AI-driven Complaint Resolution Agent

Agent Description:

The AI-driven Complaint Resolution Agent automates first-line customer support for common issues. It receives user complaints, searches a connected knowledge base (via API) for matching problems and predefined solutions, and returns a polite, professional response. If no relevant match is found, it provides a generic fallback message, ensuring consistent and efficient query handling.

Purpose and Components
  • Purpose: To automate the first line of customer support by intelligently matching incoming complaints to a knowledge base of resolutions, enabling instant and consistent answers to common problems.
  • Components:
    • Complaint Checker: An agent that ingests the user query and searches a dataset for a matching complaint.

    • Resolution Generator: An agent that takes the matched resolution (or a "no match" signal) and formats a professional, user-friendly response.

    • Data Connector: A tool to fetch the complaint resolution dataset from an external source.

Supported Capabilities
  • Accessing and parsing a complaint resolution dataset (via a GET request).

  • Extracting complaint entries and their corresponding solutions.

  • Comparing a user's query against the dataset using keyword or semantic matching.

  • Passing a matched complaint and its resolution to the next step.

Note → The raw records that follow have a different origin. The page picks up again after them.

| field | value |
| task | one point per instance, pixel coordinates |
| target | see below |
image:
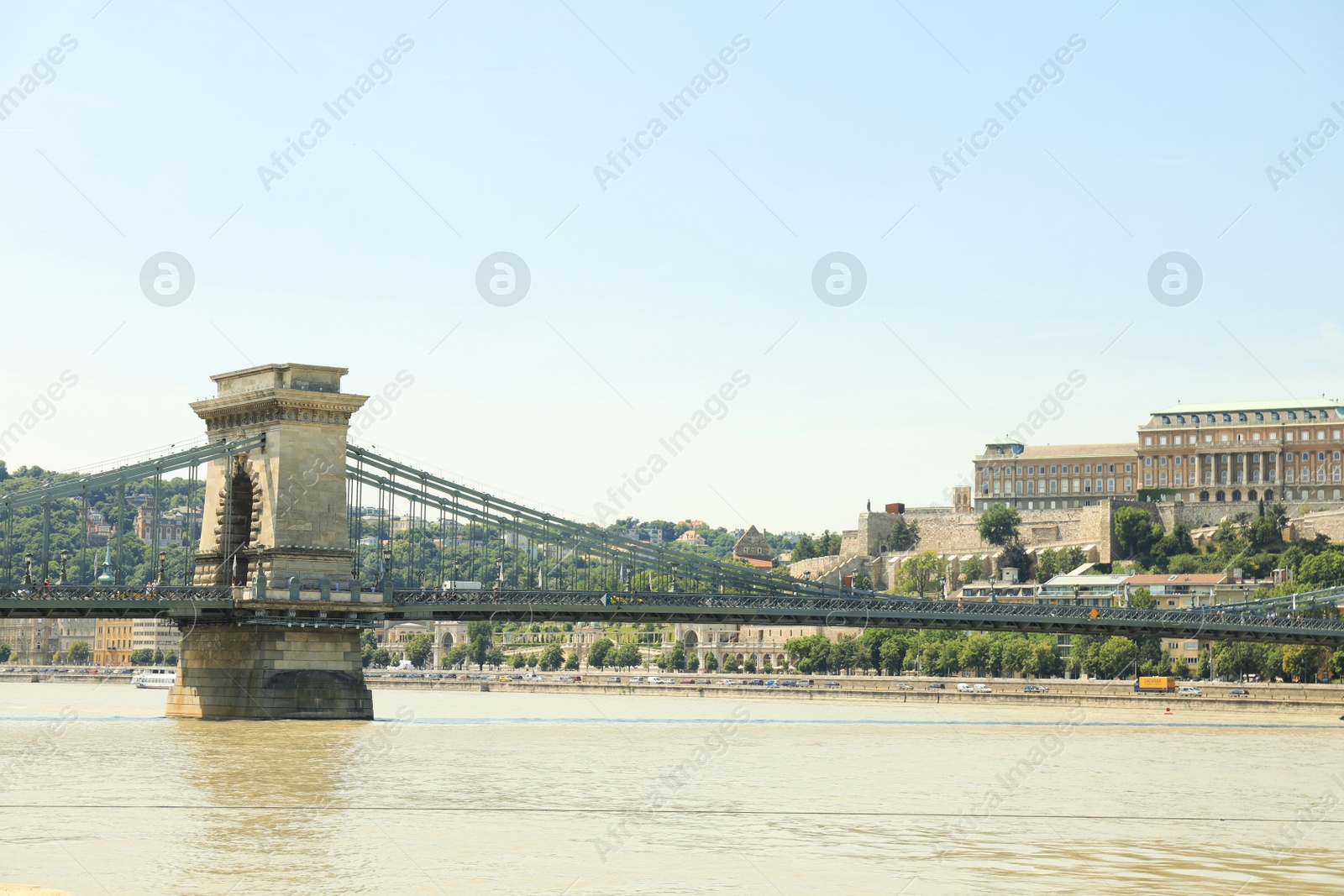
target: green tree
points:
(551, 658)
(999, 524)
(78, 653)
(457, 656)
(481, 637)
(1205, 668)
(974, 653)
(1136, 531)
(1116, 656)
(1042, 663)
(420, 647)
(628, 656)
(1016, 653)
(598, 653)
(1014, 557)
(920, 573)
(806, 548)
(974, 570)
(1305, 663)
(1142, 600)
(905, 537)
(1047, 564)
(1321, 569)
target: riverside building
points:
(1193, 453)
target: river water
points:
(517, 793)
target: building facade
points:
(1054, 476)
(33, 642)
(1245, 452)
(1191, 453)
(113, 642)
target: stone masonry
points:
(228, 672)
(280, 512)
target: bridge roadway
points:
(239, 606)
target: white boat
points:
(160, 679)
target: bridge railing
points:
(696, 573)
(848, 607)
(104, 593)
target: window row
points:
(1243, 417)
(1057, 486)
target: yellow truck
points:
(1155, 684)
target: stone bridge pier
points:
(275, 526)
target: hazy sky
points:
(987, 284)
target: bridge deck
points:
(235, 605)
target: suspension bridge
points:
(302, 540)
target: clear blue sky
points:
(696, 261)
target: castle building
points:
(1193, 453)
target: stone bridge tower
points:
(277, 512)
(282, 506)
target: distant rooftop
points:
(1225, 407)
(1037, 452)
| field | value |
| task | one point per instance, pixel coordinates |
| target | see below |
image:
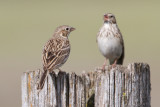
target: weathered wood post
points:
(115, 87)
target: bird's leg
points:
(114, 64)
(104, 64)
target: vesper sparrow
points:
(110, 41)
(56, 51)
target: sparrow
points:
(56, 51)
(110, 41)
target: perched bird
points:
(56, 51)
(110, 41)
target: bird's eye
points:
(67, 28)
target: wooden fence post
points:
(115, 87)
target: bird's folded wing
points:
(54, 53)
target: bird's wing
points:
(55, 52)
(120, 60)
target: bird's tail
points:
(42, 80)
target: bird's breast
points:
(109, 45)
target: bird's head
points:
(64, 30)
(109, 18)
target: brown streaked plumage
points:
(56, 51)
(110, 41)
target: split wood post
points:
(115, 87)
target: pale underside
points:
(110, 41)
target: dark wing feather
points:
(54, 53)
(120, 60)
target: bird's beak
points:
(72, 29)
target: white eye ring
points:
(67, 29)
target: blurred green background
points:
(25, 26)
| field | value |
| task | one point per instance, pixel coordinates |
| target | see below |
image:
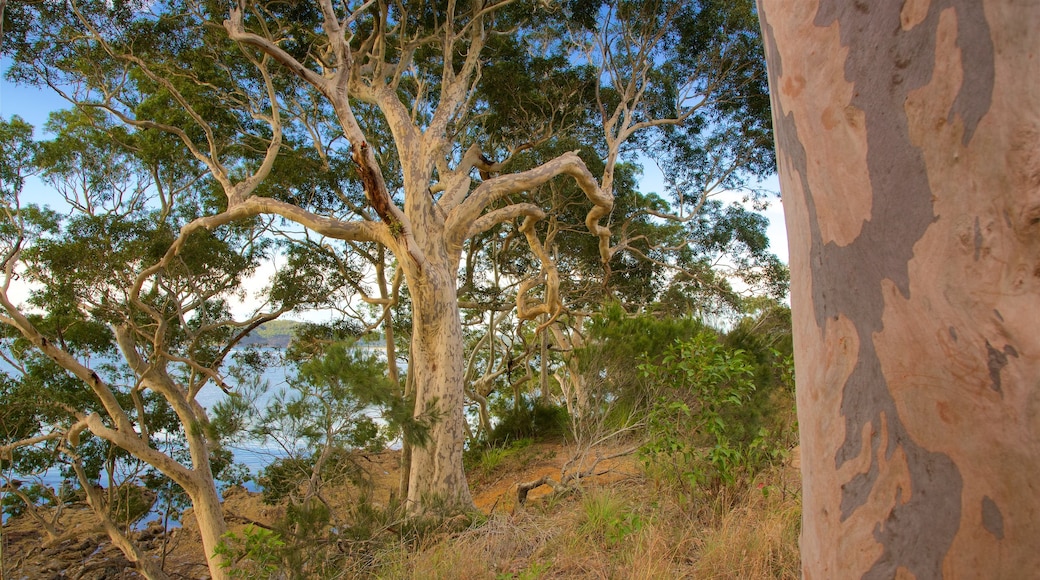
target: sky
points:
(33, 105)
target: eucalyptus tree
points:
(389, 127)
(909, 153)
(120, 332)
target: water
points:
(255, 455)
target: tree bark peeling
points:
(915, 398)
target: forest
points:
(483, 289)
(459, 188)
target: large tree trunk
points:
(909, 154)
(209, 515)
(437, 478)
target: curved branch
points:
(501, 215)
(462, 217)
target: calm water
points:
(254, 454)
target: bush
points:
(699, 431)
(531, 420)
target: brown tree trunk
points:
(908, 139)
(437, 478)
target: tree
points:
(373, 125)
(909, 147)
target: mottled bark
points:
(437, 478)
(909, 152)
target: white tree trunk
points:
(437, 476)
(908, 140)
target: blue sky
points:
(34, 104)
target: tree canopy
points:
(452, 166)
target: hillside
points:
(621, 522)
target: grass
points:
(624, 530)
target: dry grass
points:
(624, 530)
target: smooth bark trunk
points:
(908, 139)
(437, 478)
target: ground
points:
(516, 542)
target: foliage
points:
(255, 553)
(698, 428)
(531, 418)
(606, 518)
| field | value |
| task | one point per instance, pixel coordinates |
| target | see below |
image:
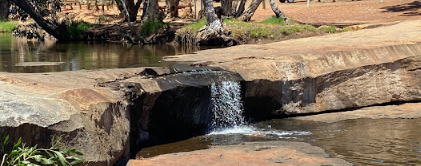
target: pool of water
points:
(21, 55)
(360, 141)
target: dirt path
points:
(352, 12)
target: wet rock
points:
(331, 72)
(38, 107)
(254, 153)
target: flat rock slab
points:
(31, 64)
(248, 154)
(404, 111)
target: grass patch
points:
(274, 20)
(77, 29)
(8, 26)
(149, 27)
(273, 28)
(328, 29)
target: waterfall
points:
(227, 106)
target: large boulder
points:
(93, 119)
(332, 72)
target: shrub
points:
(77, 29)
(8, 26)
(149, 27)
(33, 156)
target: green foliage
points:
(329, 29)
(8, 26)
(76, 29)
(22, 155)
(149, 27)
(274, 20)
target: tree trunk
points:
(246, 16)
(151, 10)
(51, 26)
(276, 10)
(226, 6)
(212, 20)
(171, 10)
(120, 8)
(4, 9)
(132, 8)
(241, 8)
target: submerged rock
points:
(107, 114)
(251, 153)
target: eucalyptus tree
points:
(151, 11)
(171, 9)
(276, 10)
(51, 23)
(131, 6)
(246, 15)
(4, 9)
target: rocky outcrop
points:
(252, 153)
(108, 113)
(94, 120)
(317, 74)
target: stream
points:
(359, 141)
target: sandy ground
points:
(327, 12)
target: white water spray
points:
(227, 105)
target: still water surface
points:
(21, 55)
(359, 141)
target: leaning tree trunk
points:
(51, 26)
(226, 6)
(120, 8)
(4, 9)
(246, 16)
(276, 10)
(212, 21)
(171, 10)
(132, 8)
(151, 10)
(241, 8)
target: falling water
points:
(227, 105)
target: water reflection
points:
(359, 141)
(15, 53)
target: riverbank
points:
(133, 107)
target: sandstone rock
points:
(254, 153)
(94, 120)
(332, 72)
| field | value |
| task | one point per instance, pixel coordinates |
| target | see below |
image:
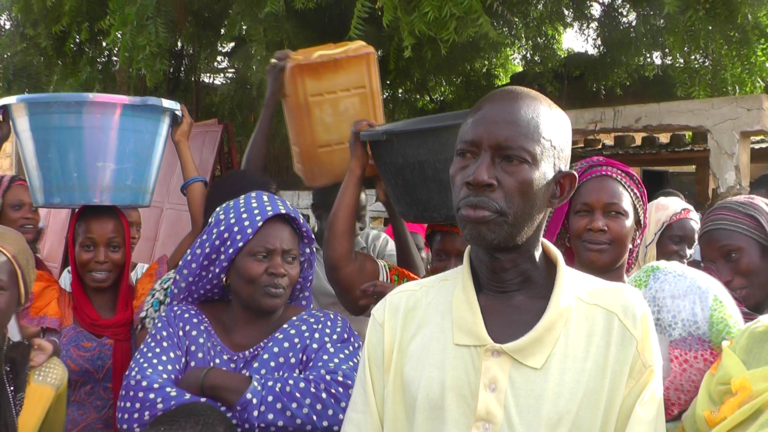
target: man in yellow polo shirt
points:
(513, 340)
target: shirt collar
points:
(534, 348)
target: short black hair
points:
(192, 417)
(668, 193)
(760, 183)
(235, 184)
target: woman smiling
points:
(734, 248)
(600, 229)
(95, 320)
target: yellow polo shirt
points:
(592, 363)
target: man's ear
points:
(564, 185)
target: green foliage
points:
(436, 55)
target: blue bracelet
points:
(193, 180)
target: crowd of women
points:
(262, 317)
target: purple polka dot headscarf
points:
(200, 276)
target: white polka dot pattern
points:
(302, 375)
(200, 276)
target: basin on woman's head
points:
(90, 148)
(413, 158)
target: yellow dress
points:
(45, 401)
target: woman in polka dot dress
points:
(240, 332)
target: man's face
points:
(500, 173)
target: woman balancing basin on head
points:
(240, 332)
(94, 323)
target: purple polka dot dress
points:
(301, 376)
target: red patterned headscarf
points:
(556, 230)
(120, 326)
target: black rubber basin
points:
(413, 158)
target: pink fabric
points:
(415, 228)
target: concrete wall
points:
(730, 122)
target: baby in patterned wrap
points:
(693, 314)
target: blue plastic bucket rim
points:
(92, 97)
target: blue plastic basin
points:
(90, 148)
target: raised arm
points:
(346, 269)
(255, 157)
(5, 127)
(408, 256)
(195, 192)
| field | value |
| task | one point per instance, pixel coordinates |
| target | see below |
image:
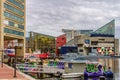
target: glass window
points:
(6, 30)
(14, 9)
(13, 17)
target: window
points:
(94, 42)
(6, 30)
(14, 9)
(13, 17)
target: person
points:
(13, 61)
(109, 74)
(9, 61)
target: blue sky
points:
(50, 16)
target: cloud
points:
(50, 16)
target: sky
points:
(50, 16)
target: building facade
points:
(12, 24)
(44, 43)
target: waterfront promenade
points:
(7, 73)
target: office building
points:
(12, 24)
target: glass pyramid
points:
(108, 30)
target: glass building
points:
(12, 23)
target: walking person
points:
(109, 74)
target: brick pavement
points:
(7, 73)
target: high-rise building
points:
(12, 23)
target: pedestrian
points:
(9, 61)
(109, 74)
(13, 61)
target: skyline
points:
(50, 16)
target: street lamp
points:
(16, 47)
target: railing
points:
(38, 68)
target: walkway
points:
(7, 73)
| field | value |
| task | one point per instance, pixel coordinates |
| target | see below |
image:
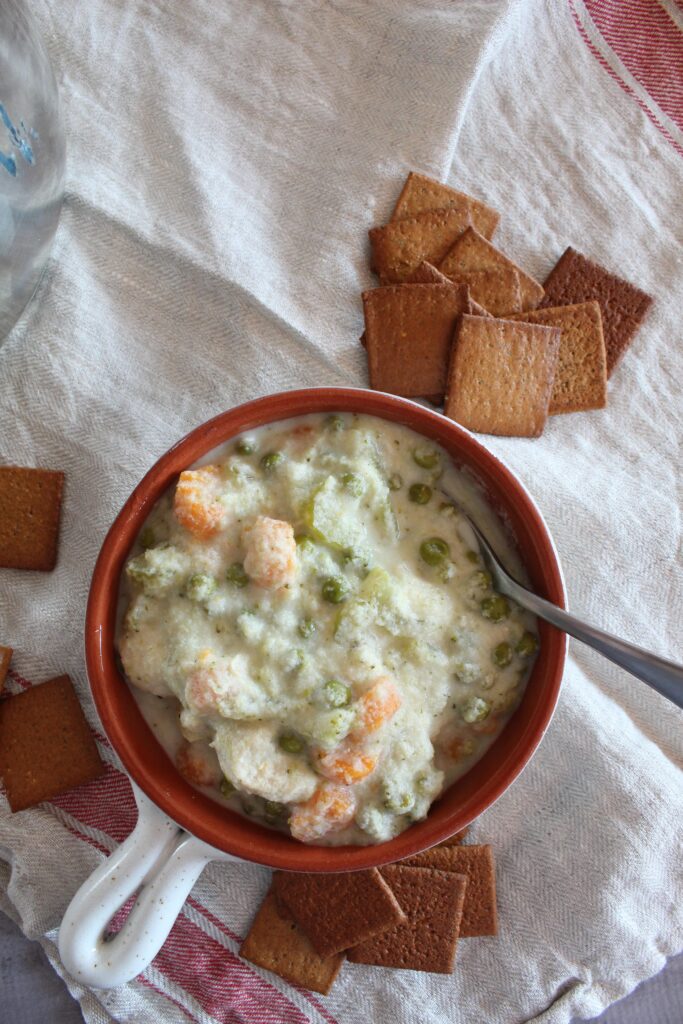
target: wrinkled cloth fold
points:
(225, 162)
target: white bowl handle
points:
(162, 859)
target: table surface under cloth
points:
(225, 161)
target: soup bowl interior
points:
(147, 763)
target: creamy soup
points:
(311, 633)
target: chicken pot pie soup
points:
(311, 634)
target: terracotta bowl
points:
(154, 771)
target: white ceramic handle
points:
(161, 860)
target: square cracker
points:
(476, 863)
(428, 274)
(5, 658)
(276, 943)
(427, 939)
(501, 376)
(473, 252)
(30, 508)
(581, 377)
(575, 279)
(409, 334)
(499, 289)
(421, 194)
(399, 247)
(46, 745)
(336, 911)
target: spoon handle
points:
(665, 677)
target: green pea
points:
(272, 811)
(399, 803)
(147, 538)
(270, 461)
(291, 743)
(420, 494)
(495, 607)
(481, 580)
(353, 483)
(527, 645)
(474, 710)
(434, 550)
(335, 590)
(337, 694)
(502, 654)
(237, 576)
(250, 807)
(226, 787)
(426, 458)
(200, 587)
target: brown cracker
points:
(30, 507)
(421, 194)
(400, 246)
(581, 377)
(409, 334)
(498, 289)
(476, 862)
(501, 376)
(336, 911)
(426, 273)
(5, 658)
(473, 252)
(276, 943)
(426, 941)
(575, 279)
(46, 745)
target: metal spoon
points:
(665, 677)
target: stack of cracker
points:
(455, 321)
(407, 915)
(46, 744)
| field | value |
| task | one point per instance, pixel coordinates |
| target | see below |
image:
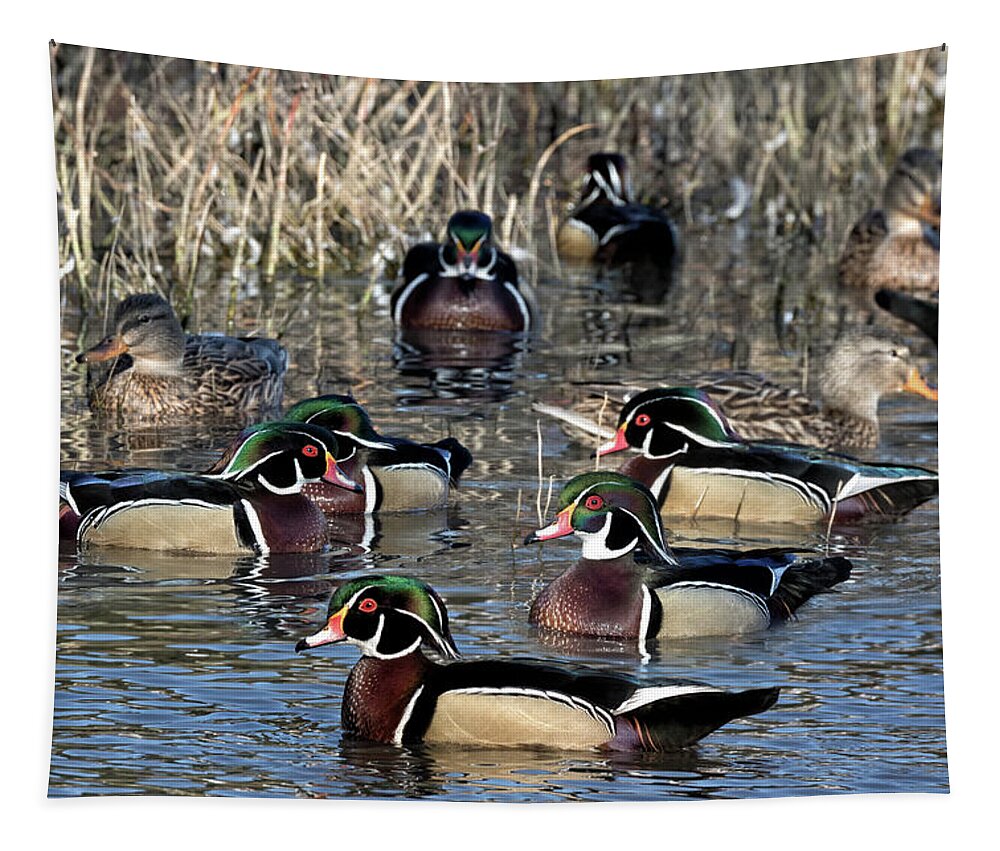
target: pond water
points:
(176, 674)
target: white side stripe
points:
(405, 294)
(650, 694)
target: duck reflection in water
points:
(462, 364)
(461, 773)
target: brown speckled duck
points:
(159, 371)
(897, 246)
(859, 370)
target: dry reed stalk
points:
(543, 160)
(71, 214)
(84, 166)
(241, 242)
(279, 199)
(320, 180)
(600, 425)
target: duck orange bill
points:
(331, 633)
(335, 476)
(109, 347)
(915, 383)
(616, 444)
(562, 527)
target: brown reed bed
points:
(173, 174)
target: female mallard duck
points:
(395, 474)
(609, 229)
(160, 371)
(254, 502)
(396, 695)
(610, 593)
(897, 246)
(859, 370)
(466, 283)
(919, 312)
(697, 466)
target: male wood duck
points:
(609, 229)
(158, 371)
(698, 466)
(897, 246)
(919, 312)
(396, 474)
(396, 695)
(253, 502)
(860, 369)
(609, 592)
(464, 283)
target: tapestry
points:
(565, 441)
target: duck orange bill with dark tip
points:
(915, 383)
(330, 634)
(335, 476)
(559, 529)
(616, 444)
(109, 347)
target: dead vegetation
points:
(176, 175)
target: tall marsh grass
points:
(172, 172)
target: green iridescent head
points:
(612, 513)
(387, 617)
(468, 250)
(665, 422)
(282, 457)
(913, 190)
(342, 415)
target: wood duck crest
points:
(397, 695)
(612, 514)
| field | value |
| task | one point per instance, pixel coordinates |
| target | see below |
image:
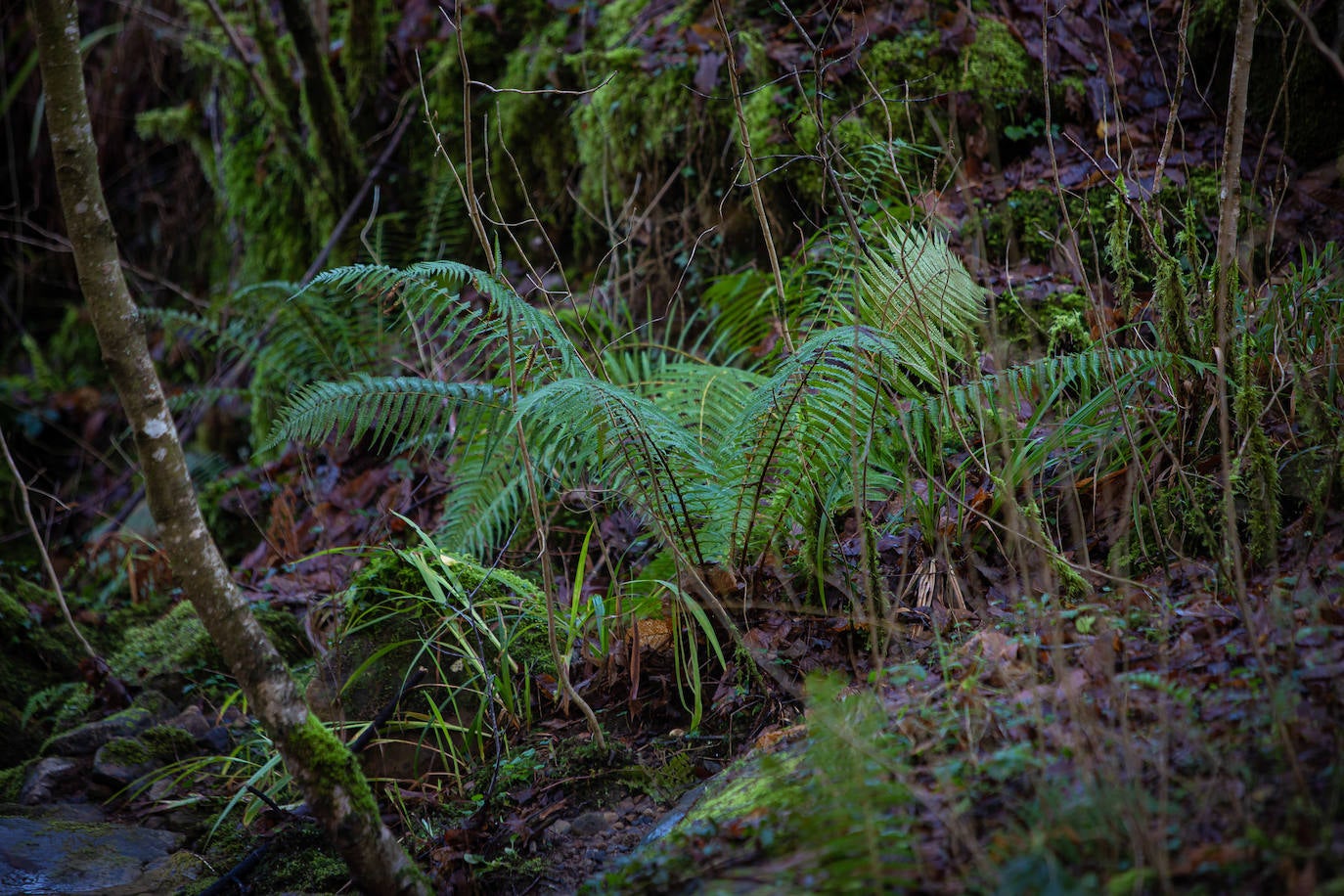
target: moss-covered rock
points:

  • Formatting a pre-defined resolution into a polite, professional customer-facing message.

  • Generating a generic, polite "fallback" response if no match is found (e.g., "We are reviewing your issue...").

  • Outputting the final response to the user.

LLM Used
  • GPT_4O_MINI

    Note: To learn more about the LLM and to modify its behavior, refer to the Configuring LLM settings section.

Sub-Agents

1. Complaint Checker

  • Role: Customer query checker

  • Scope: Matches user complaints with entries in the PDF dataset.

  • Description: This agent is the starting point. It takes the user's incoming complaint and uses its 'Request - Get' tool to access a dataset of known complaints. It then parses this dataset and attempts to find a match for the user's issue. If a match is found, it passes the complaint and its specific resolution to the Resolution Generator. If not, it informs the next agent to use a generic reply.

  • LLM Used: Default (Inherits from parent agent).

  • Tools Used: Request - Get

2. Resolution Generator

  • Role: Resolution generator

  • Scope: Provides a user-friendly answer using the dataset.

  • Description: This agent receives the information from the Complaint Checker. If it receives a matched resolution, it formats it into a polite and professional message for the customer. If it's informed that no match was found, it generates a standard fallback response, such as "We are currently reviewing your issue and will get back to you shortly," and outputs this as the final answer.

  • LLM Used: Default (Inherits from parent agent).

  • Tools Used: None

Tools Used:
  • Request - Get Tool: Accesses a remote JSON file (acting as the "PDF dataset") containing the list of complaints and resolutions.

Note: For details on modifying the Tools, refer Tools Library section.
Agent Workflow Behavior Summary
  1. A user submits a complaint, which is received by the Complaint Checker (start node).

  2. The Complaint Checker uses its 'Request - Get' tool to fetch the complaint resolution dataset.

  3. It compares the user's query to the dataset.

  4. It then passes its findings (either a matched resolution or a "no match" notice) to the Resolution Generator.

  5. The Resolution Generator (end node) formats the appropriate response (either the specific solution or a generic fallback message) and presents it to the user.

Sample Questions:
  • My package hasn't arrived yet.

  • I received the wrong item in my order.